Les portes du stade sont restées closes, et le match s’est joué sans un des joueurs clés, Deniz Naki, suspendu pendant 12 matchs pour « propagande idéologique ». Il avait dédié une victoire aux Kurdes tués pendant les combats contre l’armée, ou encore montré trop fréquemment le tatouage qu’il porte sur son avant-bras, où est écrit Azadi (liberté) :

Amedspor vs Ankaragücü
12 Aralık 2015 Saat 13:00'DE
Şilbe Amedspor Tesisleri pic.twitter.com/t9IMkupkD4

— Deniz Dersim Naki (@DenizDersimNaki) 10 décembre 2015

Deniz Naki est un habitué des prises de positions politiques en faveur de la population kurde. Son compte Twitter regorge de publications politisées, ce qui donne des raisons de plus à l’ATT de sévir. Durant un entretien à Sol, Naki a confié qu’il ne regrettait rien : « Même s’ils m’avaient suspendu 50 matchs, je n’aurais pas fait différemment. J’ai fait la bonne chose. »
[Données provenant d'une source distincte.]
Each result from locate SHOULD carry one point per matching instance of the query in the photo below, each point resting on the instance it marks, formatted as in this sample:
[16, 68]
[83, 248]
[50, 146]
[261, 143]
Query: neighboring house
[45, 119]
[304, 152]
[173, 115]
Le club de la plus grande ville kurde du pays, Diyarbakır, reproche aux instances nationales, sportives comme politiques, de faire de la discrimination. Depuis le début de la saison, Amedspor est la cible de contrôles réguliers et abusifs selon son président, Ali Karakaş. Pour étayer ses propos, il prend l’exemple du mois de janvier où une quarantaine de membres de la brigade antiterroriste ont pris d’assaut les locaux du club, après qu’un supporter a dédié la victoire de son équipe aux “guerriers kurdes”. Bilal Akkulu, membre fondateur du groupe de supporters “Amedspor Barikat”, explique que pendant son arrestation suite à un match, avec 100 autres supporters, la police les a forcés à chanter l’hymne national tout en les battant. La situation n’ira pas en s’arrangeant, puisque les joueurs d’Amedspor ont brandi la banderole «les enfants ne devraient pas mourir, ils devraient assister au match » dans les tribunes vides avant le match contre Fenerbahçe.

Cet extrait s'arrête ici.